(2021, March 29).
A debate surrounding modularity—the notion that the mind may be exclusively composed of distinct systems or modules—has held philosophers and psychologists captive for nearly forty years. Concern about this thesis—which has come to be known as the massive modularity debate—serves as the primary grounds for skepticism of evolutionary psychology’s claims about the mind. Here we will suggest that the entirety of this debate, and the very notion of massive modularity itself, is ill-posed and confused. In particular, it is based on a confusion about the level of analysis (or reduction) at which one is approaching the mind. Here, we will provide a framework for clarifying at what level of analysis one is approaching the mind, and explain how a systemic failure to distinguish between different levels of analysis has led to profound misunderstandings of not only evolutionary psychology, but also of the entire cognitivist enterprise of approaching the mind at the level of mechanism. We will furthermore suggest that confusions between different levels of analysis are endemic throughout the psychological sciences—extending well beyond issues of modularity and evolutionary psychology. Therefore, researchers in all areas should take preventative measures to avoid this confusion in the future.

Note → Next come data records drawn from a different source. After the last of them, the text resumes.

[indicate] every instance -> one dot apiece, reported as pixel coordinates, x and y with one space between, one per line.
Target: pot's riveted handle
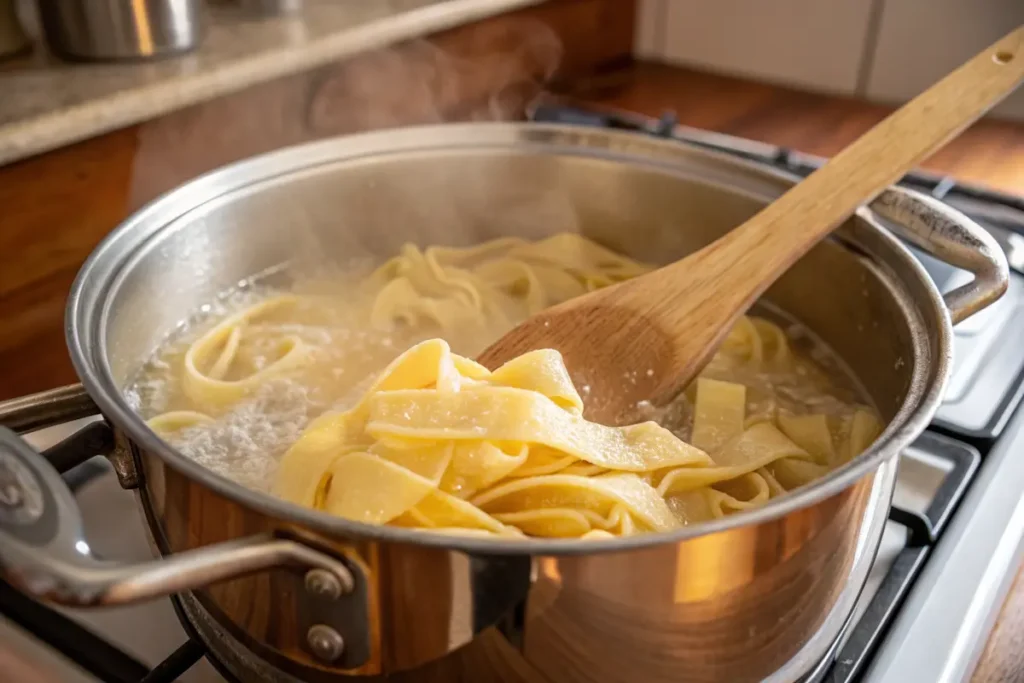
43 549
44 552
950 237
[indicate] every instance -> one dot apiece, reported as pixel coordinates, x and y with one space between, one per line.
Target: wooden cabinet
54 208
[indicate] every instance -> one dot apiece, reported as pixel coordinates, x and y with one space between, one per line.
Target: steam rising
489 73
484 75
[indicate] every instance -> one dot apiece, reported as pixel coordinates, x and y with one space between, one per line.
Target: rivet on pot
325 642
323 584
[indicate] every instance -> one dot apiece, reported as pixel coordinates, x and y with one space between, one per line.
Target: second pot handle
43 550
949 236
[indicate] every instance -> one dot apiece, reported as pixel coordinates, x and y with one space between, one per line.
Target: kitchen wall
884 50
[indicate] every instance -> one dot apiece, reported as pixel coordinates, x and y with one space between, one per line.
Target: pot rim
86 338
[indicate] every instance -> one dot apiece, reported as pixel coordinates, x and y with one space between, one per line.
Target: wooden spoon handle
768 244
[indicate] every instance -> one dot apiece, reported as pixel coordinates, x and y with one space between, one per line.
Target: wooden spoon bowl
647 338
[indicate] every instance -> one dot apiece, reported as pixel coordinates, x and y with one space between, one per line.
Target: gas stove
948 553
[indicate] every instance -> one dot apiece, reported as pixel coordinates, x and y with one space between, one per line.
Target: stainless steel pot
290 594
115 30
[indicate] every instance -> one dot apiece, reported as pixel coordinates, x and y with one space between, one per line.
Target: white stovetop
151 632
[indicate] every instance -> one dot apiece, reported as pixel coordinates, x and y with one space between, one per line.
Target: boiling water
245 441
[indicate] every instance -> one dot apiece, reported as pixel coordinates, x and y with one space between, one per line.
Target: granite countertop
46 103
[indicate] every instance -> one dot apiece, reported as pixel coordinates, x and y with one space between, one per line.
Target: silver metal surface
44 551
108 30
462 182
326 643
46 408
943 626
326 585
950 237
272 7
782 567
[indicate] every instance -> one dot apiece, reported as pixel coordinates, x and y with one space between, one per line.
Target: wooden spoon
647 338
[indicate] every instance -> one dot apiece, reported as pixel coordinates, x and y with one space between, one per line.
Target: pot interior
363 198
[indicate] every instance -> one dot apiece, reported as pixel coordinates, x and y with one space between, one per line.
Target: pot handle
950 237
43 550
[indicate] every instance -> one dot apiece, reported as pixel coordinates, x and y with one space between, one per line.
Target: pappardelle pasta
287 395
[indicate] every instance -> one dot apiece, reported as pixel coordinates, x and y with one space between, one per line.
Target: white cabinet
884 50
813 44
919 41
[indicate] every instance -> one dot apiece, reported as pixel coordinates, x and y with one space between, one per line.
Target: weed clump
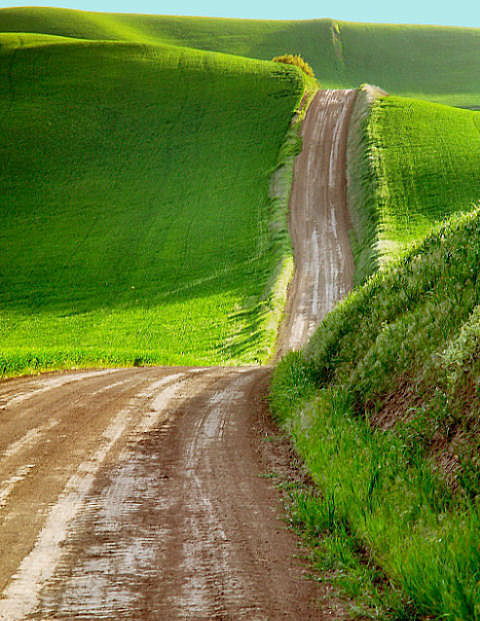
297 61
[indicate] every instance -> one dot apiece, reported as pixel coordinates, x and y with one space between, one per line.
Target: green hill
383 405
428 62
416 163
136 209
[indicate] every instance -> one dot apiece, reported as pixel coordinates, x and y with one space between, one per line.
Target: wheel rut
141 493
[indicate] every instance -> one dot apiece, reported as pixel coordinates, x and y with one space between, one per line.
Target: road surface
141 493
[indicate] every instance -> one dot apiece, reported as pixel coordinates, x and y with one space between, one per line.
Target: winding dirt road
319 219
141 493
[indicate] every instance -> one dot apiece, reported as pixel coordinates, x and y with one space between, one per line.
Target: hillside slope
436 63
136 216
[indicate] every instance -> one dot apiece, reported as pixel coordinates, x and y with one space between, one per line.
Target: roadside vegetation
383 406
138 223
413 164
428 62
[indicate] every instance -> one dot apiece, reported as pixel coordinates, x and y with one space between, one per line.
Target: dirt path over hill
319 219
140 493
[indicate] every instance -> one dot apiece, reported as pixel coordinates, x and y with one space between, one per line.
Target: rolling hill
428 62
136 205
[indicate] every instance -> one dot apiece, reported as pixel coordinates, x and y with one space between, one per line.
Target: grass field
383 405
428 62
417 163
137 221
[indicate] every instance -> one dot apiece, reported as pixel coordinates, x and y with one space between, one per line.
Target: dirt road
319 220
141 493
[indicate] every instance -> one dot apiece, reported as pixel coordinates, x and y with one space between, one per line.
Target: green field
420 164
137 222
428 62
383 406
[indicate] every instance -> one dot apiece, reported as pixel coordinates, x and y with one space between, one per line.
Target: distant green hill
423 162
383 406
135 207
430 62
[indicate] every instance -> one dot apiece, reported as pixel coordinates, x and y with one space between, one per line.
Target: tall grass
137 221
383 406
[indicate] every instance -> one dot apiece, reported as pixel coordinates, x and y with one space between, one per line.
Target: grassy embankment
428 62
413 164
138 224
383 403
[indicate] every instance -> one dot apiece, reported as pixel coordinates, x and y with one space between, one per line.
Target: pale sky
441 12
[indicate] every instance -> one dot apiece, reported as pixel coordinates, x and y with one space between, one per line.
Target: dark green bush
297 60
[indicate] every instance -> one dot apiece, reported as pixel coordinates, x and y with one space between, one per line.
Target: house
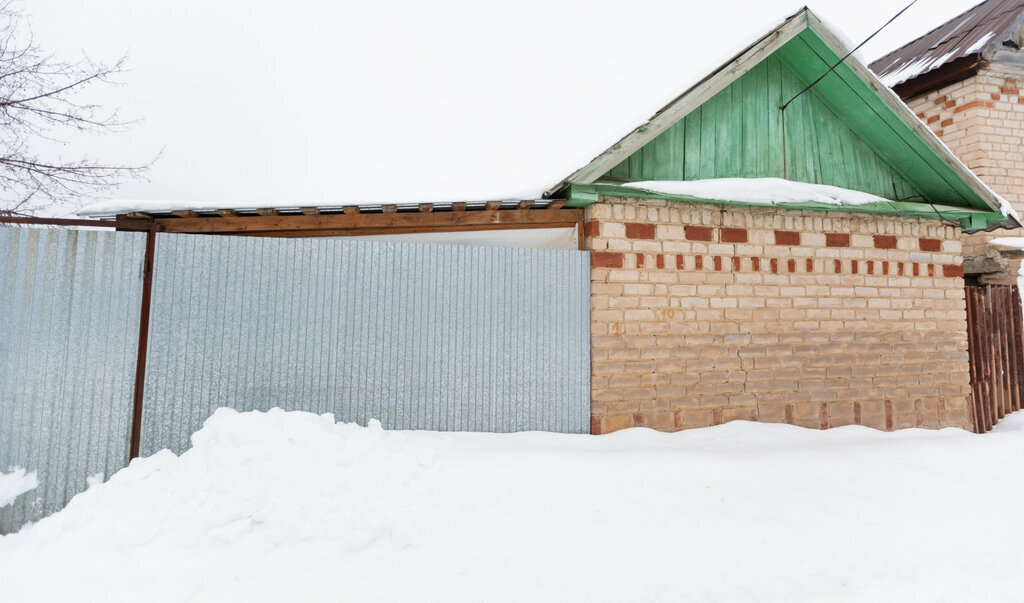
963 79
781 242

What has seemed to be an important but interminable debate about the nature of (massive) modularity is better conceptualized as the modularity mistake. Clarifying the level of analys is at which one is operating will not only resolve the debate, but render it moot. In its stead, researchers will be free to pursue much simpler, clearer, and more profound questions about how the mind works. If we proceed as usual, we will end up back in the same confused place where we started in another 40 years —arguing once again about who’s on first. Confusing or collapsing across different levels of analysis is not just a problem for modularity and evolutionary psychology. Rather, it is the greatest problem facing early-21st-century psychology, dwarfing even the current replication crisis. Since at least the days of the neobehaviorists (e.g. Tolman, 1964), the ontology of the intentional level has become mingled with the functional level in all areas of the cognitive sciences (see Stich, 1986). Constructs such as thinking, reasoning, effort, intuition, deliberation, automaticity, and consciousness have become misunderstood and misused as functional level descriptions of how the mind works. Appeals to a central agency who uses “their” memory, attention, reasoning, and soon have become commonplace and unremarkable. Even the concept of cognition itself has fallen into the same levels of analysis confusion seen in the modularity mistake. In the process, a shared notion of what it means to provide a coherent functional level (or mechanistic) description of the mind has been lost.
We do not bring up these broader issues to resolve them here. Rather, we wish to emphasize what is at stake when it comes to being clear about levels of analysis. If we do not respect the distinctions between levels, no amount of hard work, nor mountains of data that we will ever collect will resolve the problems created by conflating them. The only question is whether or not we are willing to begin the slow, difficult — but ultimately clarifying and redeeming — process of unconfounding the intentional and functional levels of analysis. The modularity mistake is as good a place as any to start.